Joseph Wilson and his wife were both involved in trying to help the Administration find out if there were weapons of mass destruction in the hands of Saddam Hussein, ruler of Iraq. She was involved with trying to confirm both of the main pieces of evidence – the "aluminum tubes" and the "Niger Yellowcake" story. Joseph Wilson was recruited to check out the latter, as an expert on both Niger and Iraq. They came up empty handed. When Joseph Wilson went public with his part of the story, both he and his wife were attacked by the Administration, en masse, to cover up the truth. He was obviously portrayed by Richard Armitage to Robert Novak as an "asshole." Her career was destroyed. Both of them were working for the Administration, for the Administration.

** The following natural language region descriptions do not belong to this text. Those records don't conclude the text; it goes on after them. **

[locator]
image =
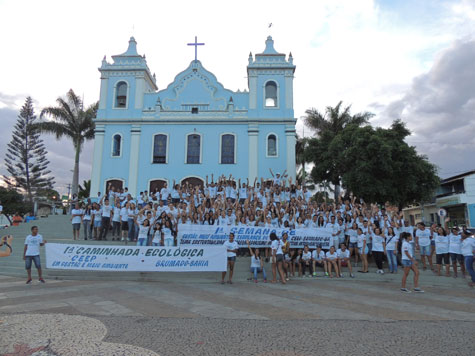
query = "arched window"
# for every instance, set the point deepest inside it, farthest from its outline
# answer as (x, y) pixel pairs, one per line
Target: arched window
(228, 149)
(156, 185)
(121, 95)
(159, 149)
(193, 149)
(116, 145)
(271, 94)
(272, 145)
(117, 183)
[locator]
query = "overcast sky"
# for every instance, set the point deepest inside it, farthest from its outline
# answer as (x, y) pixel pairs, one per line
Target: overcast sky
(409, 59)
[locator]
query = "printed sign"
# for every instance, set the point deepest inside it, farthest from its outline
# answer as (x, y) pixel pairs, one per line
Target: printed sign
(197, 235)
(135, 258)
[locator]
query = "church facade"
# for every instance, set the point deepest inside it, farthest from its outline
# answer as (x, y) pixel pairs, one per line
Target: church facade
(145, 137)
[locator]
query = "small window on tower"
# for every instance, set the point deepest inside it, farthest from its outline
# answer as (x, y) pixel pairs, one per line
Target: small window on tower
(116, 145)
(121, 95)
(271, 94)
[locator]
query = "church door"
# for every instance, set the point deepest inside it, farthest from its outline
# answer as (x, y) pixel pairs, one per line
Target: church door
(116, 183)
(156, 185)
(194, 181)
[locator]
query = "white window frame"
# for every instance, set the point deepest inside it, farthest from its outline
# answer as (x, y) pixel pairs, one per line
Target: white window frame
(276, 145)
(264, 95)
(153, 145)
(152, 179)
(121, 145)
(201, 146)
(114, 98)
(221, 144)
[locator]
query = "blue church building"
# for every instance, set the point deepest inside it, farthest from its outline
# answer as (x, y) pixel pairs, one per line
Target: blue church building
(145, 137)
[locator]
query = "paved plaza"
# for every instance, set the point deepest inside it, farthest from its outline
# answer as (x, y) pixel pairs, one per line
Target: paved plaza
(120, 313)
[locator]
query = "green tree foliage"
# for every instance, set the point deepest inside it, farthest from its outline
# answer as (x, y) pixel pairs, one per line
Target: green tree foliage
(379, 166)
(25, 159)
(85, 189)
(327, 126)
(72, 121)
(13, 202)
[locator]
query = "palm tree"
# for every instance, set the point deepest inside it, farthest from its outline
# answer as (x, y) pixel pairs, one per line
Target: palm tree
(329, 125)
(72, 121)
(300, 158)
(85, 189)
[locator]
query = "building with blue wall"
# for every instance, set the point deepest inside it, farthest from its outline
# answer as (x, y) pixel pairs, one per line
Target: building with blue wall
(194, 127)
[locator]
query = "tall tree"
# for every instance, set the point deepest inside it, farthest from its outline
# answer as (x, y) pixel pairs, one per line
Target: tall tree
(25, 159)
(327, 126)
(85, 189)
(72, 121)
(300, 159)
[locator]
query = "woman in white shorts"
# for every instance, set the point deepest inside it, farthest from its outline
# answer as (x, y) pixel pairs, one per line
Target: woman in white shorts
(332, 261)
(409, 263)
(363, 250)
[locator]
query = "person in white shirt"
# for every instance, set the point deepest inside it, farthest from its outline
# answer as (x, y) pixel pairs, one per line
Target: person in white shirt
(144, 228)
(96, 220)
(379, 248)
(423, 243)
(344, 260)
(232, 248)
(353, 241)
(86, 220)
(468, 251)
(363, 249)
(31, 253)
(168, 239)
(306, 261)
(7, 241)
(392, 239)
(106, 210)
(257, 263)
(164, 194)
(116, 222)
(277, 258)
(332, 261)
(124, 221)
(409, 263)
(76, 220)
(318, 260)
(441, 249)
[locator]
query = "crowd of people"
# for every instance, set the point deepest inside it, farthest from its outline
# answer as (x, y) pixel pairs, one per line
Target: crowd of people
(359, 230)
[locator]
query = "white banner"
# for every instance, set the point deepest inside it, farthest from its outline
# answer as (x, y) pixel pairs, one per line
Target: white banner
(257, 236)
(135, 258)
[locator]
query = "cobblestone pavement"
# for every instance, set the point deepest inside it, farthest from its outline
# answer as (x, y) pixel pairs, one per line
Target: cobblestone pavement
(306, 317)
(77, 313)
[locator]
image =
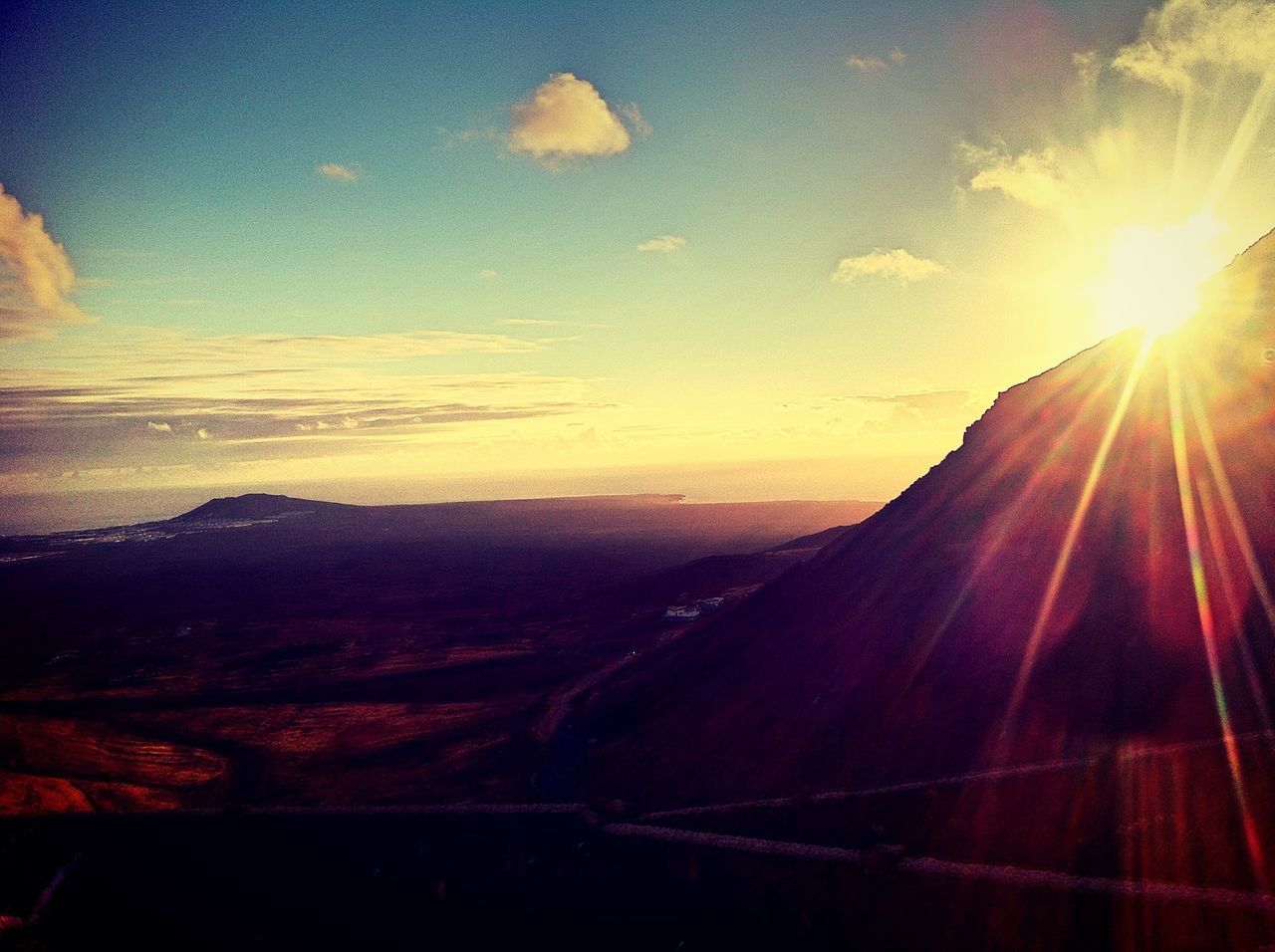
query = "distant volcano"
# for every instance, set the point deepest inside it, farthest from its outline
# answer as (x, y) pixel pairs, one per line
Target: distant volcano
(1089, 570)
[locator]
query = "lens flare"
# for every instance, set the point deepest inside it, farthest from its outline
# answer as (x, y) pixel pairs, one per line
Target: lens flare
(1154, 273)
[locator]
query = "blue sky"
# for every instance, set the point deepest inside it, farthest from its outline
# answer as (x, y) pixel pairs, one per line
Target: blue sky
(177, 155)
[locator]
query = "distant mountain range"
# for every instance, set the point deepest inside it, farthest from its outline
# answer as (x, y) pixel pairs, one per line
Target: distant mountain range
(1089, 571)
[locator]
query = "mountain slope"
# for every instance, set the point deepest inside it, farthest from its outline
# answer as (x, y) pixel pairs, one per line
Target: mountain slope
(1032, 597)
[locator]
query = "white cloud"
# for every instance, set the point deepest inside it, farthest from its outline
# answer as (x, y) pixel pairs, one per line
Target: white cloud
(663, 244)
(1183, 35)
(36, 276)
(897, 264)
(338, 172)
(1032, 176)
(866, 64)
(566, 119)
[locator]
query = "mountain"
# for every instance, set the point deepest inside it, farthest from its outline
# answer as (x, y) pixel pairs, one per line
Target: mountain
(259, 505)
(1085, 577)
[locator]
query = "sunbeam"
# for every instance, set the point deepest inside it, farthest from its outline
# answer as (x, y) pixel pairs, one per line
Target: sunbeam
(1200, 584)
(1069, 543)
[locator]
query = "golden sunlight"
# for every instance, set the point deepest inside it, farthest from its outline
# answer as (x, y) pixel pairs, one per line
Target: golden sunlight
(1152, 274)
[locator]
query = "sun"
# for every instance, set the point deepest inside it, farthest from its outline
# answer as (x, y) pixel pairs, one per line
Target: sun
(1152, 274)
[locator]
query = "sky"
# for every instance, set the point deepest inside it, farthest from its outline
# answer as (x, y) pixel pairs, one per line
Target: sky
(426, 251)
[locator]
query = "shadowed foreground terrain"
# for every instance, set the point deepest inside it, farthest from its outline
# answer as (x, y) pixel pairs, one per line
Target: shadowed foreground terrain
(1023, 705)
(274, 651)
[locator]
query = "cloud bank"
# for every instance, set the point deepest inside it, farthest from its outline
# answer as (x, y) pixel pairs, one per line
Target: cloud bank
(1183, 35)
(566, 119)
(36, 276)
(899, 264)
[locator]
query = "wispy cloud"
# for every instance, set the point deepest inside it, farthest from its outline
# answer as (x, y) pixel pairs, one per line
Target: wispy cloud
(663, 244)
(869, 63)
(866, 64)
(1032, 177)
(337, 172)
(929, 410)
(566, 119)
(36, 276)
(899, 264)
(51, 417)
(162, 349)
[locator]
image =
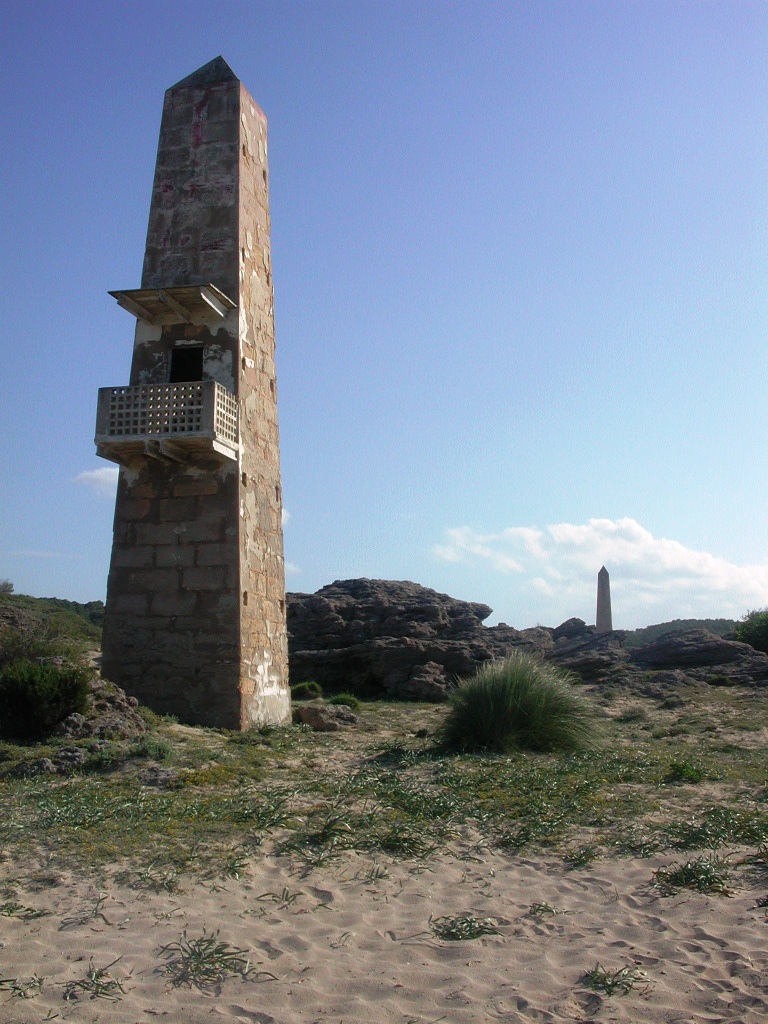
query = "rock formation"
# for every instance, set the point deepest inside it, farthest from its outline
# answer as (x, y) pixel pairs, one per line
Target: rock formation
(396, 639)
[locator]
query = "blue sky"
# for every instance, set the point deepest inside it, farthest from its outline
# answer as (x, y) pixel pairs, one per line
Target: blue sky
(520, 257)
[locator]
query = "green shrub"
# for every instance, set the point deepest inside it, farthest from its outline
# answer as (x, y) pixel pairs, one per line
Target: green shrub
(36, 696)
(754, 630)
(306, 691)
(684, 771)
(518, 704)
(349, 699)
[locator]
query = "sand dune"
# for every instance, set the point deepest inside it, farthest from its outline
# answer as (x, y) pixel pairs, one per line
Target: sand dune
(341, 943)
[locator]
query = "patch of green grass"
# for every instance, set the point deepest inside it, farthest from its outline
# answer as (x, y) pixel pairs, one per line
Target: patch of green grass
(461, 928)
(684, 771)
(97, 984)
(580, 856)
(623, 980)
(204, 962)
(717, 826)
(705, 875)
(306, 691)
(25, 988)
(155, 748)
(518, 704)
(541, 910)
(13, 909)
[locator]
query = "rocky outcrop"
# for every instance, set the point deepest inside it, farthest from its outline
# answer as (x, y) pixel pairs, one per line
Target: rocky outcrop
(394, 639)
(355, 611)
(325, 718)
(400, 640)
(111, 715)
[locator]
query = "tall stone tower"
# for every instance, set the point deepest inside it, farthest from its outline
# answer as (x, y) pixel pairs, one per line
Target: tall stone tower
(196, 604)
(603, 619)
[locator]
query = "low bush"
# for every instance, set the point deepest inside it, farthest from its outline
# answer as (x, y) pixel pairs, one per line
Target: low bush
(36, 696)
(754, 630)
(348, 699)
(306, 691)
(519, 704)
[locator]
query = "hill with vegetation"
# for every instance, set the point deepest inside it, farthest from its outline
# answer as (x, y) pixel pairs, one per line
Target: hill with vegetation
(721, 627)
(68, 620)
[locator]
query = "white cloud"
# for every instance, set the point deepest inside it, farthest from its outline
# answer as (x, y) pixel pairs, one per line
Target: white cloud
(102, 480)
(560, 562)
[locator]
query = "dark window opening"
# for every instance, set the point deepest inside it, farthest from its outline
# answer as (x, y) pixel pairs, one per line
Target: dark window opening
(186, 365)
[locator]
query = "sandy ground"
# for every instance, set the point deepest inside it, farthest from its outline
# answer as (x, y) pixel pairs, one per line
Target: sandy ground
(337, 943)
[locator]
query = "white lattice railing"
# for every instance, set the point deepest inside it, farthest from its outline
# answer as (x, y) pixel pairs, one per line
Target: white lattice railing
(167, 412)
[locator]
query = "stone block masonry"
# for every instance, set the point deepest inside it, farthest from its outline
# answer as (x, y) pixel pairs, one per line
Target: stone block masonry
(196, 609)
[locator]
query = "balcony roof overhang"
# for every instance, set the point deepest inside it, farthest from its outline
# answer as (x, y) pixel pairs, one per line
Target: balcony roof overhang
(198, 304)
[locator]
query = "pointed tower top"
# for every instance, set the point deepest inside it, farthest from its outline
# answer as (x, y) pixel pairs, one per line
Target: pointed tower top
(211, 74)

I suppose that Cheney would say, "Why didn’t he keep his mouth shut?" That’s what Rove was saying when he said to Chris Matthews that Wilson’s wife was "fair game." Well, thank God he didn’t keep his mouth shut. He didn’t keep his mouth shut because he’s a patriot, that’s why. The Administration has portrayed him, a man with a strong and courageous record of government service, as hanging on his wife’s coat-tails, and have maligned her when she couldn’t defend herself because of her code of silence as a C.I.A. Agent. So these two people were thrown to the wolves by a bunch of draft dodgers who were marching off to fight a foolish war – a part of the human experience they had avoided themselves. The result, we’re dying like flies in a hopeless Civil War in Iraq of our own making [2651 Americans and over 40,000 Iraqis killed to date], and the Wilson’s lives have been thrown way, way off track.